I was running through a few Wikipedia entires today, and clicked through to “thought-terminating clichés”, which is part of the entry on the Thought Reform and the Psychology of Totalism. This was originally a 1956 book on the psychology of brainwashing in China. The wiki entry has a nice bullet pointed list, which when I looked at it, my brain went “That would be handy for designing cults in roleplaying games!”
The eight criteria are:
- milieu control
- mystical manipulation
- demand for purity
- confession
- sacred silence
- thought-terminating clichés
- doctrine over the person
- dispensing of existence
Milieu Control
Isolating the individual from society and controlling their information and communications. Armies do this on boot camp, but any suitably remote farmstead, castle or monastery will do.
Mystical Manipulation
Manipulating experiences to boost the credentials of the leadership, to emphasise the special nature of the group, or to reinterpret accepted truth (no really, it is the Illuminati behind everything). Get them tired, do the ceremony at night with poor light, throw in a few psychotropic drugs, and babble some bollocks about midichlorians.
Demand for Purity
Use of guilt/shame as a control device, a world view that has no shades of grey, and requires conformity. Mixing with outsiders is discouraged. Special uniforms or other markers of belonging to the ‘elect’ can help here, as would markers of shame/guilt.
Confession
Sins are confessed to mentors and monitors, allowing their exploitation by leaders.
Sacred Science
The group possesses the ultimate truth! No questions! No disputes! People outside the group do not know the truth. The group leader, the holder of the truth, is above criticism.

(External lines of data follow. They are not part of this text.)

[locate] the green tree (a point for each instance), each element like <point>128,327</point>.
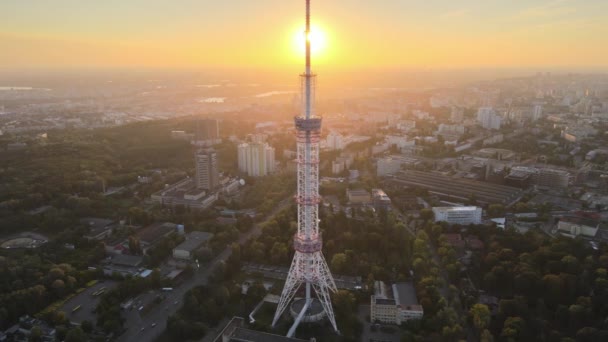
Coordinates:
<point>76,335</point>
<point>481,316</point>
<point>338,262</point>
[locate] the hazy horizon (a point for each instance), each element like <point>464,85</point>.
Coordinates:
<point>562,34</point>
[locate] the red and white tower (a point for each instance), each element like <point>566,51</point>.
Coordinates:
<point>308,266</point>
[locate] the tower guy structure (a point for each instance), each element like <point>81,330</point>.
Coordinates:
<point>308,267</point>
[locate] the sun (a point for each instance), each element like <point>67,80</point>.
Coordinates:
<point>318,41</point>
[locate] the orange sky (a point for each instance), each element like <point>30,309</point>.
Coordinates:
<point>359,34</point>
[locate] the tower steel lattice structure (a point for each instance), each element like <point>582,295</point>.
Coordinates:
<point>308,267</point>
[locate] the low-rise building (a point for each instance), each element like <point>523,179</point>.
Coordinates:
<point>193,242</point>
<point>395,304</point>
<point>153,233</point>
<point>458,215</point>
<point>99,228</point>
<point>358,196</point>
<point>380,199</point>
<point>573,226</point>
<point>235,331</point>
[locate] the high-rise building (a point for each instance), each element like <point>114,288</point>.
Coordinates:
<point>205,162</point>
<point>308,268</point>
<point>488,118</point>
<point>457,115</point>
<point>209,129</point>
<point>256,159</point>
<point>537,112</point>
<point>334,141</point>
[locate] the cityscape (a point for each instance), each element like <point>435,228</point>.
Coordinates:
<point>208,194</point>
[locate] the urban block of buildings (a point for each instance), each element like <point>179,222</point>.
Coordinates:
<point>458,215</point>
<point>256,159</point>
<point>395,304</point>
<point>194,241</point>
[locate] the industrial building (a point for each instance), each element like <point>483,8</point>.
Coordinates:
<point>395,304</point>
<point>235,331</point>
<point>99,228</point>
<point>552,178</point>
<point>457,189</point>
<point>392,164</point>
<point>193,242</point>
<point>573,226</point>
<point>458,215</point>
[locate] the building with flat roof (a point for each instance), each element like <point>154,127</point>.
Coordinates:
<point>235,331</point>
<point>153,233</point>
<point>358,196</point>
<point>552,178</point>
<point>573,226</point>
<point>185,193</point>
<point>395,304</point>
<point>458,215</point>
<point>380,199</point>
<point>99,228</point>
<point>457,189</point>
<point>193,242</point>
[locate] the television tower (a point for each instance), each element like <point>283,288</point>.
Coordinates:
<point>308,266</point>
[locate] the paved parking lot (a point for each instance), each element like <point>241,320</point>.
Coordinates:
<point>86,303</point>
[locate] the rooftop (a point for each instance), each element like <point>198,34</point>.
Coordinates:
<point>194,240</point>
<point>405,294</point>
<point>96,225</point>
<point>456,208</point>
<point>235,332</point>
<point>127,260</point>
<point>154,232</point>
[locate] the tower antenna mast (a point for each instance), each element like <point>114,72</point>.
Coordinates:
<point>308,267</point>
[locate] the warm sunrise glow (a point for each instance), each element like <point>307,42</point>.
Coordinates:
<point>318,41</point>
<point>393,34</point>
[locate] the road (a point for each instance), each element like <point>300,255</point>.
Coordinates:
<point>173,301</point>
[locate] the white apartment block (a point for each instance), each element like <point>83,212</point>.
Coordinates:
<point>458,215</point>
<point>488,118</point>
<point>256,159</point>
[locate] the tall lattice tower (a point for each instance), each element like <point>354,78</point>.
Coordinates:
<point>308,266</point>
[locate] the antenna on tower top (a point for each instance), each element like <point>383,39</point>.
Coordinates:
<point>307,37</point>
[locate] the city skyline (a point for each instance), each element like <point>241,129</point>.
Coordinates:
<point>396,34</point>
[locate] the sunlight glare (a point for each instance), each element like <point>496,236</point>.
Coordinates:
<point>318,41</point>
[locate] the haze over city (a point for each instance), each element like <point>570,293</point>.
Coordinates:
<point>303,170</point>
<point>250,34</point>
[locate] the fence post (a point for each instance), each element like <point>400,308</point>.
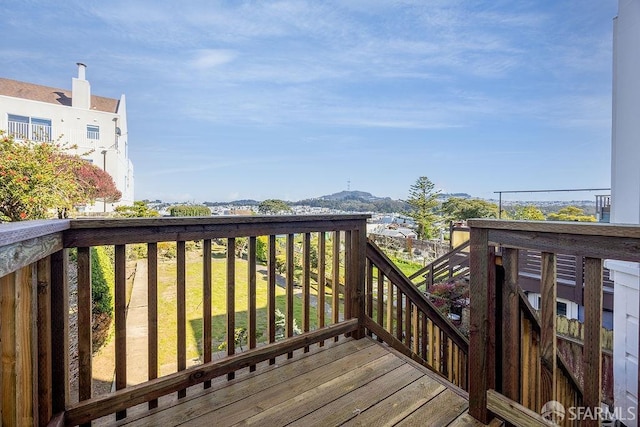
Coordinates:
<point>480,349</point>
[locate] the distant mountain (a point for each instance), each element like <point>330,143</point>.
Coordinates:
<point>355,201</point>
<point>244,202</point>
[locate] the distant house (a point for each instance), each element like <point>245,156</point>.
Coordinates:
<point>97,125</point>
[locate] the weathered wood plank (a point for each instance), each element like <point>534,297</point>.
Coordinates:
<point>548,343</point>
<point>251,295</point>
<point>513,412</point>
<point>620,248</point>
<point>246,383</point>
<point>103,405</point>
<point>335,284</point>
<point>231,300</point>
<point>322,279</point>
<point>85,353</point>
<point>306,282</point>
<point>399,405</point>
<point>21,231</point>
<point>44,373</point>
<point>341,410</point>
<point>289,286</point>
<point>440,411</point>
<point>14,256</point>
<point>59,330</point>
<point>478,347</point>
<point>94,232</point>
<point>271,293</point>
<point>301,395</point>
<point>120,308</point>
<point>152,314</point>
<point>592,335</point>
<point>510,326</point>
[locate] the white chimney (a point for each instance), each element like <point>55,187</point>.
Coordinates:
<point>81,89</point>
<point>82,68</point>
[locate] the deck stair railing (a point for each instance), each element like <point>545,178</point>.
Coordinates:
<point>399,314</point>
<point>454,263</point>
<point>513,362</point>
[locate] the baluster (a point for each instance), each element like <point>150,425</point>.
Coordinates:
<point>271,293</point>
<point>306,283</point>
<point>231,300</point>
<point>592,334</point>
<point>251,330</point>
<point>84,324</point>
<point>152,314</point>
<point>207,326</point>
<point>335,299</point>
<point>290,283</point>
<point>322,261</point>
<point>120,308</point>
<point>181,295</point>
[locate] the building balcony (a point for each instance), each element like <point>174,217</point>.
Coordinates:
<point>371,348</point>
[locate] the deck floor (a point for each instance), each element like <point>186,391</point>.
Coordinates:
<point>346,383</point>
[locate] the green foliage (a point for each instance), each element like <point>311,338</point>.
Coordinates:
<point>528,213</point>
<point>281,324</point>
<point>239,336</point>
<point>459,209</point>
<point>189,210</point>
<point>102,281</point>
<point>570,213</point>
<point>273,206</point>
<point>34,178</point>
<point>137,210</point>
<point>262,248</point>
<point>423,200</point>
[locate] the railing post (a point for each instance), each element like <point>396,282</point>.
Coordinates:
<point>480,350</point>
<point>511,374</point>
<point>592,334</point>
<point>45,398</point>
<point>59,331</point>
<point>358,259</point>
<point>548,345</point>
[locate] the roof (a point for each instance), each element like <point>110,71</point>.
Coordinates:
<point>52,95</point>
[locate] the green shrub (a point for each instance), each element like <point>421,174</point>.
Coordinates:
<point>102,281</point>
<point>189,210</point>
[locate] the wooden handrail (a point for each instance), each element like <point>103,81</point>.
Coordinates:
<point>501,314</point>
<point>23,245</point>
<point>390,270</point>
<point>444,260</point>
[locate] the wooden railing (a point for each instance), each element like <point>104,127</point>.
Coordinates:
<point>450,265</point>
<point>36,388</point>
<point>514,366</point>
<point>399,314</point>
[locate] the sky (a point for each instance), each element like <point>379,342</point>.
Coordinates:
<point>232,100</point>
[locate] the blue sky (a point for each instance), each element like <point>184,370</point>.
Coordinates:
<point>292,99</point>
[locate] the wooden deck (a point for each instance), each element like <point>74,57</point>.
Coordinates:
<point>352,382</point>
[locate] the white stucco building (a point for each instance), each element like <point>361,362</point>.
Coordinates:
<point>97,125</point>
<point>625,200</point>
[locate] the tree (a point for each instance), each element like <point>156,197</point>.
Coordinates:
<point>35,178</point>
<point>189,210</point>
<point>139,209</point>
<point>459,209</point>
<point>570,213</point>
<point>529,213</point>
<point>273,206</point>
<point>423,201</point>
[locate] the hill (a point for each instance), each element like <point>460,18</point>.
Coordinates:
<point>355,201</point>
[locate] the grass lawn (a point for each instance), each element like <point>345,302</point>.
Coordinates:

Thought-terminating clichés
The group uses words/language in ways the outside world does not understand, or uses a code (Voynich Manuscript we’re looking at you!). The jargon contains cliches that prevent critical thinking about the groups ideas. Complex issues are reduced to simple buzzwords or phrases. Twitter is perfect for them.
Doctrine over the Person
An individual’s experiences and knowledge are subordinate to the Sacred Science, and wrong-thinking (such as confessions made to monitors) must be reinterpreted until it conforms with the groups norms.
Dispensing of Existence
On one level, the group gets to choose who lives and who dies. On another level, it chooses who it admits to the group and whether or not the Sacred Science is shared with new group members. Those who do not share the Sacred Science are doomed to heck. Those who leave the group become non-persons, less than human, people whose existence is to be denied.
Of course, there is no reason to restrict using this to just designing evil cults, you could also use it for “good” groups, such as Paladins. Having recently watched the first four Star Wars movies again, an awful lot of these apply to how the Jedi order treated Annakin Skywalker.